Insects are also a highly nutritious and healthy food source with high fat, protein, vitamin, fibre and mineral content. Stone is a fan of eating insects for all of these reasons.

“In continents such as South America, Asia and Africa it’s completely common. It’s just Western culture that goes, ‘ooh, it’s a bug, I don’t want to eat that.’ But a prawn is the same thing but from the ocean, and an oyster is a filter of the sea floor and they are both delicacies,” he says.

If anyone is going to get the message across, it’s Stone. His influence in culinary circles has risen rapidly since he dropped out of school and began washing dishes for a living. Now in business with his mentor, Joost Bakker (founder of Perth’s eco-conscious restaurant Greenhouse), Stone has already won many awards and has also starred in his own cooking show, Recipes That Rock, with Blur bass guitarist and cheesemaker Alex James.

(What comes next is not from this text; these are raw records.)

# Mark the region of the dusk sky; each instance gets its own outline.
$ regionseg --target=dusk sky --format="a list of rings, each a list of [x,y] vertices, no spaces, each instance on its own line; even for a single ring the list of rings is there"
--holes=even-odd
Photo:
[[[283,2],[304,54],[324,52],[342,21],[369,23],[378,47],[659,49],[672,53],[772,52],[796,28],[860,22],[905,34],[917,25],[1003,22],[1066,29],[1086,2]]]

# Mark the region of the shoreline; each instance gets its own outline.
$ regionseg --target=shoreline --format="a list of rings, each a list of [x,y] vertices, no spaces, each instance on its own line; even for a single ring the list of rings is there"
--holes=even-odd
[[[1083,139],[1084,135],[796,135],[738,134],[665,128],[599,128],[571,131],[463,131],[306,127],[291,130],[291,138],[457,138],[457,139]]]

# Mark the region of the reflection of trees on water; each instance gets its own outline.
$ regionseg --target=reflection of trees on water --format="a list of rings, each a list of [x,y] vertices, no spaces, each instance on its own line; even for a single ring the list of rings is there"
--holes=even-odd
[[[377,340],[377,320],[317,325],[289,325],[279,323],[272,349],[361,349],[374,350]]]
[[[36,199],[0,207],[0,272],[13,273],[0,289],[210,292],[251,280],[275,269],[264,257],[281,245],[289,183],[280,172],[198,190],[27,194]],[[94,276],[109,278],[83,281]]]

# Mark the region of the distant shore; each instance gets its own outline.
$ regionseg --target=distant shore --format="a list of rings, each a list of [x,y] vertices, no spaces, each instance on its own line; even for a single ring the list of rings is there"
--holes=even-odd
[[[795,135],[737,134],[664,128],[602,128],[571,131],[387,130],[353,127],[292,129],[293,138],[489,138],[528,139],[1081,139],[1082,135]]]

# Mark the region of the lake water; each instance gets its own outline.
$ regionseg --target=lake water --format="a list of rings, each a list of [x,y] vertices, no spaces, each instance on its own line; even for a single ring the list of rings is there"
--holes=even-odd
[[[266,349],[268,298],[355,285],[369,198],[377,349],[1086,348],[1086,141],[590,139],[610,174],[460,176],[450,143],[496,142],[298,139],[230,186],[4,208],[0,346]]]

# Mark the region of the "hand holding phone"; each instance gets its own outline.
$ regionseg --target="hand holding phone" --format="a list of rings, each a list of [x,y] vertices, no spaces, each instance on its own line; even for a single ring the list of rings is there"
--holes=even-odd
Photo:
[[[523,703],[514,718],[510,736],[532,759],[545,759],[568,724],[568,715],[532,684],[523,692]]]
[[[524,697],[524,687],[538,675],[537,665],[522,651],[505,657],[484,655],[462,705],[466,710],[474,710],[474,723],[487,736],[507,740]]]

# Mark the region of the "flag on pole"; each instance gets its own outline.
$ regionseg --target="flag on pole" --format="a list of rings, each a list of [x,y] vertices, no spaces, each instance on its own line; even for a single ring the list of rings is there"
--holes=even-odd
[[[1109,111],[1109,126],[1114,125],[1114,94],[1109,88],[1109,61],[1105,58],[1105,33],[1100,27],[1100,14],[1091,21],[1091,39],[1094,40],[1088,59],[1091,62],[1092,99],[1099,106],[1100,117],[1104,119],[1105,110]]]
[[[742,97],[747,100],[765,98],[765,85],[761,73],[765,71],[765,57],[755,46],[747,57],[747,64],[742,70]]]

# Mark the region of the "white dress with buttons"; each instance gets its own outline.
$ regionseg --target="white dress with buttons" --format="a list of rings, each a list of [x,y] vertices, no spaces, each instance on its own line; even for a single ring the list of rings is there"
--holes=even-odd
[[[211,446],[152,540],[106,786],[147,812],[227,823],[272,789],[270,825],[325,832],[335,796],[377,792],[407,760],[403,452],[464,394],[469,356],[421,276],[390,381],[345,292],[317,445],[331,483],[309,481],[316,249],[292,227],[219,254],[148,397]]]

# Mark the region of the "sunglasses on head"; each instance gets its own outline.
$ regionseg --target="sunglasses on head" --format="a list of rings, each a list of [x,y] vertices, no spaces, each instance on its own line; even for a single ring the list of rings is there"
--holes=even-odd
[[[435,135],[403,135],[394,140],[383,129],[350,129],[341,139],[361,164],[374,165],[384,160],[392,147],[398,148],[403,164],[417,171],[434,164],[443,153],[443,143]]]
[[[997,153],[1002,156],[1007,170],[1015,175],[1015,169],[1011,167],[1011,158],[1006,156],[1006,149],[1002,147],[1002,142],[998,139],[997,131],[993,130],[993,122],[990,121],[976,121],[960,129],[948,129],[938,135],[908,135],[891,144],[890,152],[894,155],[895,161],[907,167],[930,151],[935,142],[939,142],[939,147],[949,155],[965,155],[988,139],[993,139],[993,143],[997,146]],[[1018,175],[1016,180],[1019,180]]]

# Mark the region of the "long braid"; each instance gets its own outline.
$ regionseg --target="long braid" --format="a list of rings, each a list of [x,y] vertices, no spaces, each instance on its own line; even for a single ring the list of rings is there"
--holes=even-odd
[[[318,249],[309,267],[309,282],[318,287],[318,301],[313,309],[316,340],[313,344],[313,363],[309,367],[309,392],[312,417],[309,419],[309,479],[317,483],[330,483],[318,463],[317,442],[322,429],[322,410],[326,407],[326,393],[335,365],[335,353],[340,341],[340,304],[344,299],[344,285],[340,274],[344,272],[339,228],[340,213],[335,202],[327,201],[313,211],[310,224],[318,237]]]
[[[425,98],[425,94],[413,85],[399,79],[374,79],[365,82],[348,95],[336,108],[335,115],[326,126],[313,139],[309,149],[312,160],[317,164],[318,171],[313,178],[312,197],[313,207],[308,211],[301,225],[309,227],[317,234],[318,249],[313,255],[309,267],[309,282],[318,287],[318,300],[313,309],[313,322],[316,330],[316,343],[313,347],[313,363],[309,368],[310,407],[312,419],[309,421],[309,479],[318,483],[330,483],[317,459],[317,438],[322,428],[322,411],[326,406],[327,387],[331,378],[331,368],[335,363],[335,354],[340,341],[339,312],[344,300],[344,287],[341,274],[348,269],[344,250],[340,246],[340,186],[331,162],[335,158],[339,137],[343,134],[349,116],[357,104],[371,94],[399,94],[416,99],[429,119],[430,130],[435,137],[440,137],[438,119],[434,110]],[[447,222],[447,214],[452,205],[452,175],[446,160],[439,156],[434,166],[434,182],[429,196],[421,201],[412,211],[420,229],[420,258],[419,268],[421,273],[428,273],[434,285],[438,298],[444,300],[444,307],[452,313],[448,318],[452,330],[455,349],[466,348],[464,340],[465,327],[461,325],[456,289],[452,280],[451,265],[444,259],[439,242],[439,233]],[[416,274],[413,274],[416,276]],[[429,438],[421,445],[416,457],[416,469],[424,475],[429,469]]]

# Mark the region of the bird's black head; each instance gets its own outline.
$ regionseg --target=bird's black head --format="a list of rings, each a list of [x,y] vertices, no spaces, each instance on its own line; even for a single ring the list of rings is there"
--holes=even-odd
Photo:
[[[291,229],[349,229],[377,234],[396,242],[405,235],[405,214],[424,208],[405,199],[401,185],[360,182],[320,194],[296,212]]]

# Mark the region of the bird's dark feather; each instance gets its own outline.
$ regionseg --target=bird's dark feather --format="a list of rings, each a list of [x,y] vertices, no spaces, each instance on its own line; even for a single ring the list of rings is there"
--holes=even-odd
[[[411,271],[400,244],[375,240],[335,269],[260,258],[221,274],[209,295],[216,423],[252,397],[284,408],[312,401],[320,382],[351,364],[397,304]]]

At Silo, which is 100 per cent waste free, Stone has set some “hard boundaries” to cook by. Milk is delivered in 20 litre vats straight from the dairy, and produce comes in reusable crates.

The restaurant also roasts its own coffee, an ethical blend that Stone sourced himself from South America, which is stored in sealed tins.

As for his growing list of accolades, Stone considers himself lucky.

“It’s lovely to be recognised for just doing what you love.”

He and Bakker are currently working to “revolutionise and change the way the hospitality industry thinks”, with plans to create a sizeable urban rooftop farm above a restaurant, along with an educational space for children, in Melbourne.

“I feel obliged to educate; my role in the industry isn’t just what I’m going to put on a plate but how the food comes to us and, most importantly, what happens afterwards,” he says.